Germany: No-Fuss Arbitration Proceedings — Can Also Be Used In Intellectual Property Right Infringement Cases

Last Updated: 5 December 2011
Article by Christof Augenstein

While disputes in the area of company law are regularly determined by arbitration tribunals, many companies fail to use this instrument for disputes involving commercial intellectual property law. They could also benefit from the advantages of arbitration in this area, in particular by resolving a dispute with as little "fuss" as possible and without major media interest. Even questions concerning the invalidity of commercial intellectual property rights can be decided in a way that is binding on the parties.

Major international enterprises rely predominantly on arbitration tribunals for their legal disputes. In particular when it comes to disputes under company law, companies value the discretion of arbitration proceedings compared with a public court case with the associated interest of the media and the general public. It is rare for the public to even be aware of disputes that go to arbitration, such as, for example, the dispute about the departure of Siemens from the joint-venture company AREVA NP for the construction of nuclear reactors, or the Federal Government proceedings against the heavy goods vehicle toll collection consortium Toll Collect.

On the other hand, proceedings in respect of the infringement of commercial intellectual property rights such as patents, trade marks or industrial designs are generally brought before the state courts and therefore played out in public. This also applies to disputes between major international enterprises, which attract the associated media interest.

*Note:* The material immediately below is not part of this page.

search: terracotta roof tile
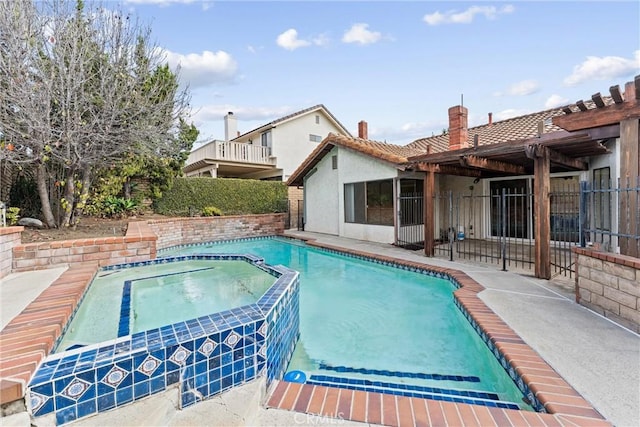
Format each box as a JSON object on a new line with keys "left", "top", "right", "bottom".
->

An example of this is the current dispute between Apple and Samsung on the sale of the Galaxy Tab.

In Germany, the Düsseldorf Regional Court ruled that the Galaxy Tab was infringing Apple's industrial design rights. The hearing was well-attended, and the reaction in the press – especially for Apple – was negative. For example, Samsung's argument that Stanley Kubrick had portrayed a computer in the image of the Apple iPad in his film "2001 – A Space Odyssey" was reproduced with relish. The public commotion could last a fair while longer, as, according to online reports, some 19 cases in a total of 9 countries are pending. In some cases Samsung also appears as claimant, so the parties face one another in different roles. Arbitration proceedings could therefore help both parties by excluding the public.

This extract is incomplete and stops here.